The Journal of Pathology 2019 October 22 [Link]
Inaguma S, Lasota J, Czapiewski P, Langfort R, Rys J, Szpor J, Waloszczyk P, Okoń K, Biernat W, Schrump DS, Hassan R, Kasai K, Miettinen M, Ikeda H
Diffuse malignant mesothelioma of the pleura (MPM) is a highly aggressive tumour that typically is associated with short survival. CD70 and CD27 belong to the tumour necrosis factor (TNF) and the TNF receptor (TNFR) superfamily, respectively. Under physiological conditions, the tightly regulated interaction between CD70 and CD27 plays a co-stimulatory role in promoting T-cell expansion and differentiation through the NFκB pathway. Aberrantly high CD70 expression has been documented in haematological and solid malignancies in association with immune evasion in malignant cells. In this study, 172 well-characterized primary diffuse MPM tumours including epithelioid (n = 145), biphasic (n = 15), and sarcomatoid (n = 12) histotypes were evaluated immunohistochemically for CD70, CD27, CD3, CD4, CD8, CD56, PDCD1 (PD-1) and FOXP3 expression. Twenty percent (34/172) of the mesothelioma cells expressed CD70 on the cell membrane. Overall survival was significantly decreased in the cohort of patients with CD70-expressing tumour cells (P < 0.01).
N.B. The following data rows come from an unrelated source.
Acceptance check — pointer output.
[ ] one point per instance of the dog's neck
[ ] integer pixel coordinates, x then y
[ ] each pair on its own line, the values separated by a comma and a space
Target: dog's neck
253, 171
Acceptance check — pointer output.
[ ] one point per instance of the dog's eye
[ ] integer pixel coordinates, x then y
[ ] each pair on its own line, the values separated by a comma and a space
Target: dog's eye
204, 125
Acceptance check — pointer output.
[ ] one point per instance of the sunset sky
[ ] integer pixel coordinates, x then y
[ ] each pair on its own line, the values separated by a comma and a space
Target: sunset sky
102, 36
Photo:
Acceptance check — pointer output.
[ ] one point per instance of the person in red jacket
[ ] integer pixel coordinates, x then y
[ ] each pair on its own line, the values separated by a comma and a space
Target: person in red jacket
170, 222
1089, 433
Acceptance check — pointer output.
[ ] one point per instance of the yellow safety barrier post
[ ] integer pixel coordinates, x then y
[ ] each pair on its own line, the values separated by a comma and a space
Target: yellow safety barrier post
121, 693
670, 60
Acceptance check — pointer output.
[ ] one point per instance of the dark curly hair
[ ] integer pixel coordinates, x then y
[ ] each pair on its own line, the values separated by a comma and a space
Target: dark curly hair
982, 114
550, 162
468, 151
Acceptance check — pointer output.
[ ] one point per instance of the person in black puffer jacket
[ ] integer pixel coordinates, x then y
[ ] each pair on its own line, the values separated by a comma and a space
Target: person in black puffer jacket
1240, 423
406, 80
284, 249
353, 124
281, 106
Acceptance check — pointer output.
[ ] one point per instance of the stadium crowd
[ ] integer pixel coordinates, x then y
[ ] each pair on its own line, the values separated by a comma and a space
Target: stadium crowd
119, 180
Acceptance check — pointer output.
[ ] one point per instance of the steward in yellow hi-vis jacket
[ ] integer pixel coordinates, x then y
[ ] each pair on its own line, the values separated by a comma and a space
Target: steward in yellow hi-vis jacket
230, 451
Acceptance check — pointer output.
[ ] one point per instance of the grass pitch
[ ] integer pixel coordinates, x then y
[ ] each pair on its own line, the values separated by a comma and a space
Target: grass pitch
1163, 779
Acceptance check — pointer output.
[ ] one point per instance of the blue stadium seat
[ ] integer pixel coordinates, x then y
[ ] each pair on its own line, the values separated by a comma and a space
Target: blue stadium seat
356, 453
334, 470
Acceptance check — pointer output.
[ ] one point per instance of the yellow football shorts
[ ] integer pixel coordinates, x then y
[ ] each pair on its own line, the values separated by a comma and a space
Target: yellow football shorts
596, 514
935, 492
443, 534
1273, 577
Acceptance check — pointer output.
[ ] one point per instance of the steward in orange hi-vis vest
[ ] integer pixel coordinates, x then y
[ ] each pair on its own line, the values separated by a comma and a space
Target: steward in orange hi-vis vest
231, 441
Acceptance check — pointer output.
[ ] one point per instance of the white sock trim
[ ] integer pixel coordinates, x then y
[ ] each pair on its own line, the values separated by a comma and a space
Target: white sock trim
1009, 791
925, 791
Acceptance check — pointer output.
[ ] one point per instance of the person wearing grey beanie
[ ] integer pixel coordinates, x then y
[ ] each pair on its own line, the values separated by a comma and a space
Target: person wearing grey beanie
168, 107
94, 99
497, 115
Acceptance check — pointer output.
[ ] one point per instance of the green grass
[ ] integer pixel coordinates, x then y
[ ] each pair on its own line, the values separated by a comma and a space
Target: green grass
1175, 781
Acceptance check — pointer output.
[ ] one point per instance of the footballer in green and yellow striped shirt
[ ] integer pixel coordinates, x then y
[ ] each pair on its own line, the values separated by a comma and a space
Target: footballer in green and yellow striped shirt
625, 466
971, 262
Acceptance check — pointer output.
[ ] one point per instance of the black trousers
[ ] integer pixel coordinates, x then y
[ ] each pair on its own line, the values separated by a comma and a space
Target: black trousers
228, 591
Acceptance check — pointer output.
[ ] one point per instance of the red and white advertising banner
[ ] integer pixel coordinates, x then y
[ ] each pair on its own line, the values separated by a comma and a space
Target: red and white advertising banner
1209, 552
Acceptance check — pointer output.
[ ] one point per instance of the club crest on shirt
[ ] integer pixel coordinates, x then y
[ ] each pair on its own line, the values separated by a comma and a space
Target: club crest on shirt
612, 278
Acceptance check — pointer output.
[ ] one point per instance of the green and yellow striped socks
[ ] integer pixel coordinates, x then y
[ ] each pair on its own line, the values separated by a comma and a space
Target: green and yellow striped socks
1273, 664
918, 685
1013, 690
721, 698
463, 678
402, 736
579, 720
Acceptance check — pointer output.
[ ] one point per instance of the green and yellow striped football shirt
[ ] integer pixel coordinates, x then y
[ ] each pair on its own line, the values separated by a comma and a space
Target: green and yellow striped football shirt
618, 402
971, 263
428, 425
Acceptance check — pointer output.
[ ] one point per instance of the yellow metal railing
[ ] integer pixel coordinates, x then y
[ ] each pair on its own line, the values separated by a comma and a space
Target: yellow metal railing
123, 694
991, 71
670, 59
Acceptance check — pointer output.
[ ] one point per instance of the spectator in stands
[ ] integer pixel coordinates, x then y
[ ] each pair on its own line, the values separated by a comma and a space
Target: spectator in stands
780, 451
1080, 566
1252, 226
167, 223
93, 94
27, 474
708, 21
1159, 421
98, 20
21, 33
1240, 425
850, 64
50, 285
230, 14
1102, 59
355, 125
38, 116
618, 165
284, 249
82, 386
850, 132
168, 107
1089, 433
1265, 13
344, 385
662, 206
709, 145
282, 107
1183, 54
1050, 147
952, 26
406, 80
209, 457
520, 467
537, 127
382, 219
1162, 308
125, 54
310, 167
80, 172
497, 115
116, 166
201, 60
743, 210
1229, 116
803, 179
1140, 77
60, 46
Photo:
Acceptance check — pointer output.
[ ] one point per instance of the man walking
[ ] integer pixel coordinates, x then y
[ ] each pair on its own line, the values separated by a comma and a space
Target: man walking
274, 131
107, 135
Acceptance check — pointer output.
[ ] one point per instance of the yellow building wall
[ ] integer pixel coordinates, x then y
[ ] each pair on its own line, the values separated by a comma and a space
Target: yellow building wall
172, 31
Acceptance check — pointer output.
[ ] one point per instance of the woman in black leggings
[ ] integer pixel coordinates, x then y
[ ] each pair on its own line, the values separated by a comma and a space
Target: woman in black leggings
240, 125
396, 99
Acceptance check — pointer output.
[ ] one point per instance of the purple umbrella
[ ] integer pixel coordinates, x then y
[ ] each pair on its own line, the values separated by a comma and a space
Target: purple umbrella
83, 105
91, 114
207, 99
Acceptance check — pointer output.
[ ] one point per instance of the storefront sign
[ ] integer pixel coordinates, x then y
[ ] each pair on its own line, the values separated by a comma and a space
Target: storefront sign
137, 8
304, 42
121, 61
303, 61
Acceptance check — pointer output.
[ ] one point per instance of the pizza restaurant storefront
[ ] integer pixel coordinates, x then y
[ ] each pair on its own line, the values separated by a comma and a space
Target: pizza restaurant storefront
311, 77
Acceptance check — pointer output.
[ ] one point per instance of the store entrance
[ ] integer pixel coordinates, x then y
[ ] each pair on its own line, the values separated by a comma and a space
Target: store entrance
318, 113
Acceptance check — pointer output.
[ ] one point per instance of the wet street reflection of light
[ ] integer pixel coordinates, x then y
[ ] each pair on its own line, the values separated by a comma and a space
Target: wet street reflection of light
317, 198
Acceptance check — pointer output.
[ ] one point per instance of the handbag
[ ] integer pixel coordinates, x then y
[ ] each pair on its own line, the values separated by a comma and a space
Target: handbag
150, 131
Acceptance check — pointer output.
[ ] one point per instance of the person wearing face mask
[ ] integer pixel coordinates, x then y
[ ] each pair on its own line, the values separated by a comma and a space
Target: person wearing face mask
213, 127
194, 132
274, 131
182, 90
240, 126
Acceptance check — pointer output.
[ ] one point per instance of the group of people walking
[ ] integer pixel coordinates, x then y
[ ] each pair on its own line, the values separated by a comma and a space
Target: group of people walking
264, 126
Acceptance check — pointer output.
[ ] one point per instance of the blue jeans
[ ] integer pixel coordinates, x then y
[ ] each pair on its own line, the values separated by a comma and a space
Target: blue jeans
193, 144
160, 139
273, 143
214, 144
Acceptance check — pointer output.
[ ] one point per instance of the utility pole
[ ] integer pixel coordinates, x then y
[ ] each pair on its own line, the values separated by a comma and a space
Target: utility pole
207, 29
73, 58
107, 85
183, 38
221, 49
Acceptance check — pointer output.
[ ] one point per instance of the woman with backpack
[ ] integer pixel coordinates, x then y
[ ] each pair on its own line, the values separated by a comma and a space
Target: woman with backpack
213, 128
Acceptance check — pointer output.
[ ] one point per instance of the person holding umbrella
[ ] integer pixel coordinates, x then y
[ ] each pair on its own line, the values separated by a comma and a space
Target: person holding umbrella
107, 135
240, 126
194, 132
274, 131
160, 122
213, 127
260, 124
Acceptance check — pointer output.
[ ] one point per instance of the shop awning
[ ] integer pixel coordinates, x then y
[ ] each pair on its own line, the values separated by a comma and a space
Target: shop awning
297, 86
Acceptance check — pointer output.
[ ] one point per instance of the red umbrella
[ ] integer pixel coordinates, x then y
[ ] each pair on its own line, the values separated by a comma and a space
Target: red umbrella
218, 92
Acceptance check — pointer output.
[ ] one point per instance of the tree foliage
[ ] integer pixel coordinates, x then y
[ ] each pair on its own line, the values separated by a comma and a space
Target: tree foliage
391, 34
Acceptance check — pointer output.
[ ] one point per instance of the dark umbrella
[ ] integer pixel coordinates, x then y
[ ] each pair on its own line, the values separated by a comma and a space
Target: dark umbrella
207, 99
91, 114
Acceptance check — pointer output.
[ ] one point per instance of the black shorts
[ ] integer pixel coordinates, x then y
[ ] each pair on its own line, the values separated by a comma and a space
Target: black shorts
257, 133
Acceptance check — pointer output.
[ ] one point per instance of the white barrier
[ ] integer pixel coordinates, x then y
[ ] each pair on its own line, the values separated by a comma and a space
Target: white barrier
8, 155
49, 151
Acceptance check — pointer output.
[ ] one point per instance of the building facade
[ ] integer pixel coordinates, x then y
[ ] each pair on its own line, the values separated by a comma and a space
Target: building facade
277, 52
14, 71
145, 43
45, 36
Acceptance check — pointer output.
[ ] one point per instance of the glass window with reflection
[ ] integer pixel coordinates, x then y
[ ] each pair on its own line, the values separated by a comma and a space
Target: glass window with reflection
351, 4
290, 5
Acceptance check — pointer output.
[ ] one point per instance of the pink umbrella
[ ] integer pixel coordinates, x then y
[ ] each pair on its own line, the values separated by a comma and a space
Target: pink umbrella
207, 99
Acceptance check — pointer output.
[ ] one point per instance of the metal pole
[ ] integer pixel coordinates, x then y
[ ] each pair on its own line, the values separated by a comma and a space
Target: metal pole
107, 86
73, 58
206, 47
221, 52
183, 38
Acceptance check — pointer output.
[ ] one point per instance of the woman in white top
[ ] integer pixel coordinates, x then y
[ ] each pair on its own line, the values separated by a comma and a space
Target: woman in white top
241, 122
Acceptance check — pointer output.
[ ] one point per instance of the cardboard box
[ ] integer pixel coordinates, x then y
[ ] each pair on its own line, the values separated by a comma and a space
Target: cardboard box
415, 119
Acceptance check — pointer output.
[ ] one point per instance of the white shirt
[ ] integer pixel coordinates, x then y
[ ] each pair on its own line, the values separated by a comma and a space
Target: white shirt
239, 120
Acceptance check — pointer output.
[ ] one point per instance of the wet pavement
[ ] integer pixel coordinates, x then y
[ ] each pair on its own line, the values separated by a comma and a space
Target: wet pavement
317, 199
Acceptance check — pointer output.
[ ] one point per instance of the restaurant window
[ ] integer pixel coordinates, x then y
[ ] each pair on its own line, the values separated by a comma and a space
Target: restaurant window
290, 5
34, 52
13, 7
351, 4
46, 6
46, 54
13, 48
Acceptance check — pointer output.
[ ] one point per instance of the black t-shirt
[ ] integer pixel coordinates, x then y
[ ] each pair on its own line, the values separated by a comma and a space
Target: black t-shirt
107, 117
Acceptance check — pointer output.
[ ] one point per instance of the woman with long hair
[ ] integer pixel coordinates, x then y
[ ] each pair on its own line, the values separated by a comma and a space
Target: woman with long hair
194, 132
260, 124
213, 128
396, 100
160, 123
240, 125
Patients with MPM containing higher number of CD3+ (P < 0.01), CD4+ (P < 0.01), CD8+ (P < 0.01), or FOXP3+ (P < 0.01) tumour-infiltrating lymphoid cells (TILs) showed significantly worse clinical outcomes. As potential independent risk factors for MPM patients, multivariate Cox proportional hazards regression analysis revealed CD70 expression on mesothelioma cells (hazard ratio (HR), 2.25; P = 0.010), higher FOXP3+ TILs (HR, 2.81; P = 0.004), and higher CD3+ TIL accumulation (HR, 6.12; P < 0.001). In contrast, as a potential independent favourable factor, higher CD27+ TIL accumulation (HR, 0.48; P = 0.037) was identified. In vitro experiments and an immunodeficient mouse model revealed that CD70 enhances the invasiveness of MPM cells through MET-ERK axis activation. Further analyses in syngeneic mouse models demonstrated possible roles for CD70 in immune evasion. Collectively, these findings suggest that the CD70-CD27 pathway enhances the malignant phenotypes of MPM and diminishes antitumor immune response in patients with these neoplasms. These markers might be useful in MPM for prognostic evaluations as well as targeted therapeutics.